The Seiko USA web site was defaced over the weekend, displaying a message from attackers claiming they stole its Shopify buyer database and threatening to leak it except a ransom is paid.
Guests to the “Press Lounge” part of the location have been proven a web page titled “HACKED,” which changed regular content material with what gave the impression to be a ransom demand and information breach notification.
The message warned that attackers had gained entry to the corporate’s Shopify backend and exfiltrated delicate buyer data.
“That is an pressing safety notification relating to your Shopify retailer. Your buyer database has been compromised,” learn the defaced webpage.
“We’ve got efficiently breached your Shopify retailer’s safety programs and downloaded all the buyer database.”
Supply: BleepingComputer
The menace actors declare the stolen information comprises the next data:
- Buyer Info: Names, e-mail addresses, telephone numbers
- Order Historical past: Buy data, transaction particulars
- Delivery Information: Addresses, transport preferences
- Account Particulars: Account creation dates, buyer notes
The attackers warn that the stolen information might be publicly launched except Seiko USA enters into negotiations.
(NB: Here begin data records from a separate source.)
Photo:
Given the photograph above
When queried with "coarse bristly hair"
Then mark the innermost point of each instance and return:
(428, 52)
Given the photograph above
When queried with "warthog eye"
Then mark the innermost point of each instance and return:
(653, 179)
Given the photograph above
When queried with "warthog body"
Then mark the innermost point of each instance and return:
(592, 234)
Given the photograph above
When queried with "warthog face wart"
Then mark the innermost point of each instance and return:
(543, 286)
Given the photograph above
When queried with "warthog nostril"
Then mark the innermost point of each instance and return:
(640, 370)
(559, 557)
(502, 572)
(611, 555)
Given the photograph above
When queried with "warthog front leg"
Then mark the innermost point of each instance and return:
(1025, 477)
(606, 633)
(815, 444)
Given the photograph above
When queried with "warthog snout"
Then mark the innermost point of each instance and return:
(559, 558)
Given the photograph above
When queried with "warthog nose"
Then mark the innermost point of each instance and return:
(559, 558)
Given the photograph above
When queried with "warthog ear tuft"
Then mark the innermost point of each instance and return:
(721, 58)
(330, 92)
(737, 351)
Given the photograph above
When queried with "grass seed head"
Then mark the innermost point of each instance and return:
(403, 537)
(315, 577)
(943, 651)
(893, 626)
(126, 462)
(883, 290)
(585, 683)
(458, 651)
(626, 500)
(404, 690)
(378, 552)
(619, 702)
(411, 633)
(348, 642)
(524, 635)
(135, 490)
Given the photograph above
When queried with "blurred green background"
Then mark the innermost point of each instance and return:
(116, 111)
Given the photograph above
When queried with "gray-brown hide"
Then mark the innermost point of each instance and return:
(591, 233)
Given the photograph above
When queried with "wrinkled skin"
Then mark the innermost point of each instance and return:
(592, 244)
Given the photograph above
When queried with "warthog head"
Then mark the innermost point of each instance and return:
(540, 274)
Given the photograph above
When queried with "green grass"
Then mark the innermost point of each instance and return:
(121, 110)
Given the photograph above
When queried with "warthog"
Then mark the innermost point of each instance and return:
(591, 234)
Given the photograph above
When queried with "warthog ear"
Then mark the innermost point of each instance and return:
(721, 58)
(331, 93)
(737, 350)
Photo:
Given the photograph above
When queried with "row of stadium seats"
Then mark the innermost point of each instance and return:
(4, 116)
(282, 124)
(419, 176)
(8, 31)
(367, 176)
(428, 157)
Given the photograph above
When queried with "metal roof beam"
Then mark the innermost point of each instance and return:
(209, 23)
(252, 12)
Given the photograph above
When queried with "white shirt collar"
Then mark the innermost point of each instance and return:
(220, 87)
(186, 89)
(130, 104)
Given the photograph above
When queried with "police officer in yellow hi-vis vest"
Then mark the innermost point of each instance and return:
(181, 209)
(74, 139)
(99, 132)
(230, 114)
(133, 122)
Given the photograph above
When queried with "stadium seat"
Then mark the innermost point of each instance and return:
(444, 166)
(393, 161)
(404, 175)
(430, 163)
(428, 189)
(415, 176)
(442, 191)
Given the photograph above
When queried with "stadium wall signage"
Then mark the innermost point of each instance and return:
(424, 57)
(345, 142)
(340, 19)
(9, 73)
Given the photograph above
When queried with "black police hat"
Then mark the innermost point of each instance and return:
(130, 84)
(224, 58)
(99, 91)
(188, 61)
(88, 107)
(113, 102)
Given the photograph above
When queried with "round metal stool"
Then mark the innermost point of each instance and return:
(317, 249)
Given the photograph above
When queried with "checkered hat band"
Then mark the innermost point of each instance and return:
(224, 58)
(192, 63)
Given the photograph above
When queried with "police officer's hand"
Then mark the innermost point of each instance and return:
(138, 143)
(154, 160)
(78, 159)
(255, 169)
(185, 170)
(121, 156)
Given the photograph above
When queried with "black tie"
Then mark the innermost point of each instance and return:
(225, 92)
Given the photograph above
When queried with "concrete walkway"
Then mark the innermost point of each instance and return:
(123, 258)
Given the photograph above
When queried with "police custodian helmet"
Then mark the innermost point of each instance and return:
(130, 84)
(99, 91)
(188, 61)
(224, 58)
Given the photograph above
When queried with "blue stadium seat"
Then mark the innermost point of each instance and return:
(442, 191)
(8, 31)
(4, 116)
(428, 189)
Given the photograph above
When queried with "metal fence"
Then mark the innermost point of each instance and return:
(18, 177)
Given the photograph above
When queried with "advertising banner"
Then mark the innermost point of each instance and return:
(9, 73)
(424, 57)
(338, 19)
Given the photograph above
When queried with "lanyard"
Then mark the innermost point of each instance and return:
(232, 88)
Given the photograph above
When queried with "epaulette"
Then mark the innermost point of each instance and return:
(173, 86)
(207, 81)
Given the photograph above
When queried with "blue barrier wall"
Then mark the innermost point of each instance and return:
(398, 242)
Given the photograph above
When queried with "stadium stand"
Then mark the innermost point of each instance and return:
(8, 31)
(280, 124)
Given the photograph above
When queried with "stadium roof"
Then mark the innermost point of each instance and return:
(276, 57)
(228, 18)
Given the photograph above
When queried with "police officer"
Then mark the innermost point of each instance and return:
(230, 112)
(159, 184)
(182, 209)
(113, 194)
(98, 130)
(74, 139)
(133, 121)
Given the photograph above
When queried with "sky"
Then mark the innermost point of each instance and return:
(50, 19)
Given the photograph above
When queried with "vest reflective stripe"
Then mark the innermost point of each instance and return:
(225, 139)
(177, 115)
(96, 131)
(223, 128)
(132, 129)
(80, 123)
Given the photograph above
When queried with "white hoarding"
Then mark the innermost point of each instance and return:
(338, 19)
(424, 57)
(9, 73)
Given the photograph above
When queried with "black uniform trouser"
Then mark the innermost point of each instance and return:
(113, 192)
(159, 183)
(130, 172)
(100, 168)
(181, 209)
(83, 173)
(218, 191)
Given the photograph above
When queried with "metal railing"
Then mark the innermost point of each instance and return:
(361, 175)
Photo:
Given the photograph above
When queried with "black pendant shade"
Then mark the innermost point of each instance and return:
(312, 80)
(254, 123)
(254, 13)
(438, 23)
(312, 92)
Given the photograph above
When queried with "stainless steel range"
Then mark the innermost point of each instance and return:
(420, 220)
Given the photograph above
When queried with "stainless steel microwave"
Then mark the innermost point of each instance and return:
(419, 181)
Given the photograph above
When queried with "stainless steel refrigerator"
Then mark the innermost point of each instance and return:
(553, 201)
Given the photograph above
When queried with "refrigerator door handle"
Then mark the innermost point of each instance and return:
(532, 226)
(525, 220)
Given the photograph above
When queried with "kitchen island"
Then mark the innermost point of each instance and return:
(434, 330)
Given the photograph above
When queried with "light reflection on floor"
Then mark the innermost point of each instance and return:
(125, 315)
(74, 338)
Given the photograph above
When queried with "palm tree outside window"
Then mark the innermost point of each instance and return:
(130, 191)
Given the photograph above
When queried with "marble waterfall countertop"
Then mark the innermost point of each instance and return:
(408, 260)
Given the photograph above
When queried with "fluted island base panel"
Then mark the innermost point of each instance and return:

As a part of the demand, they instructed the corporate to find a particular buyer account, recognized as ID 8069776801871, throughout the Shopify admin panel. The menace actors say {that a} contact e-mail deal with was added to that account profile and needs to be used to provoke negotiations.
The defacement additional warned that Seiko USA had 72 hours to contact them or the alleged database can be printed.
BleepingComputer has not been capable of decide what menace actor is behind the assault and whether or not their claims are respectable.
Seiko USA has not publicly confirmed or responded to BleepingComputer emails in regards to the incident, however has since eliminated the extortion message from the web site.
AI chained 4 zero-days into one exploit that bypassed each renderer and OS sandboxes. A wave of recent exploits is coming.
On the Autonomous Validation Summit (Might 12 & 14), see how autonomous, context-rich validation finds what’s exploitable, proves controls maintain, and closes the remediation loop.